Het is deze maand precies 75 jaar geleden dat de Tweede Wereldoorlog tot een einde kwam. Op de bodem van de Noordzee is de erfenis uit de jaren 40 - 45 nog altijd zichtbaar. De inzet van de Mijnendienst in die jaren én direct daarna kent weinig geheimen voor kapitein ter zee b.d. Bob Roetering (80). De megaklus die driekwart eeuw geleden start, duurt in feite nog voort tot op de dag van vandaag.

een oude Duitse kaart toont precies de coördinaten van de gedropte mijnen voor de Nederlandse kust.

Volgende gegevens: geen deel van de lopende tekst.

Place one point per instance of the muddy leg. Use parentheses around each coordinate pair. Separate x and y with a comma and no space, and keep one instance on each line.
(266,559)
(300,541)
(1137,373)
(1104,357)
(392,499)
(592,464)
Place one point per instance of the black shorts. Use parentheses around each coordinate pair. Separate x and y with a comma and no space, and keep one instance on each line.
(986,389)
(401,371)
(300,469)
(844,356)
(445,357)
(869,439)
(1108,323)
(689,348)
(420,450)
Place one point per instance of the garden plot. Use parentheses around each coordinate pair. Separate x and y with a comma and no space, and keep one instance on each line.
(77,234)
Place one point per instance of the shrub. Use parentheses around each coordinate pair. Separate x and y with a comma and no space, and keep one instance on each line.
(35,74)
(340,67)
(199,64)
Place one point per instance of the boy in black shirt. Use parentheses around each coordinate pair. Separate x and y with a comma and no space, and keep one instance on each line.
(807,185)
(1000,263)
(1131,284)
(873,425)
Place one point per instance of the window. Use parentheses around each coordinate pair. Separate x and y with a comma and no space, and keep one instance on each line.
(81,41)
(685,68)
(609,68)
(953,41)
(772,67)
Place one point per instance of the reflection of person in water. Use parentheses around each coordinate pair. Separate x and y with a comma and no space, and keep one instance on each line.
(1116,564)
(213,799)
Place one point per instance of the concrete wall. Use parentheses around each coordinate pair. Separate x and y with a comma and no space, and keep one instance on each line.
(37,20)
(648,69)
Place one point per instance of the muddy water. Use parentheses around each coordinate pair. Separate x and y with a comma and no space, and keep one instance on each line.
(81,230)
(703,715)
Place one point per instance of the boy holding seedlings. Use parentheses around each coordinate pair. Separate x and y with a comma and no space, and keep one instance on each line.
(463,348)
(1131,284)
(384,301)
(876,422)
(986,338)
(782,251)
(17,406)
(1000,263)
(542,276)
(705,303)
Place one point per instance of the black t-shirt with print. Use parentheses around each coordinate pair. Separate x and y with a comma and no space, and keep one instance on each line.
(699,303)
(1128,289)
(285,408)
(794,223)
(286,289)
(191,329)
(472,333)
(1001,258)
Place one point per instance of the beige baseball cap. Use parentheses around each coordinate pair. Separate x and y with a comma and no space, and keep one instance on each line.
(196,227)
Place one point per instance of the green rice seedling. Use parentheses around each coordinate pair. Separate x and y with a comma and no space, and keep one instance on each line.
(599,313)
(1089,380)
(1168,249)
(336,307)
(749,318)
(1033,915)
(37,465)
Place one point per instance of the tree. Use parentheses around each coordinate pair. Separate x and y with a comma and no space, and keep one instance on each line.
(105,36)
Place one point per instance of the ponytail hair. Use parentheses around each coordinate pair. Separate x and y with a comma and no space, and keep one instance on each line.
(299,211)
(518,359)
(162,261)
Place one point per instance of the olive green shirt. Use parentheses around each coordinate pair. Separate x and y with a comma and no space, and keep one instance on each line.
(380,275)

Als Roetering in 1983 hoort dat zijn volgende functie beleidsfunctionaris bij de Mijnendienst is, zakt de grond onder zijn voeten weg. "Ik was verontwaardigd en teleurgesteld: ik wilde varen! Ik veranderde echter van mening toen ik mij in de geschiedenis ging verdiepen. We bleken ontzettend veel mijnenvegers gehad te hebben en ik zocht uit wat ze allemaal gedaan hadden. Van de eerste Nederlandse mijn uit 1907 voor de marine tot het ruimen tijdens WO-2 en de belangrijke jaren daarna."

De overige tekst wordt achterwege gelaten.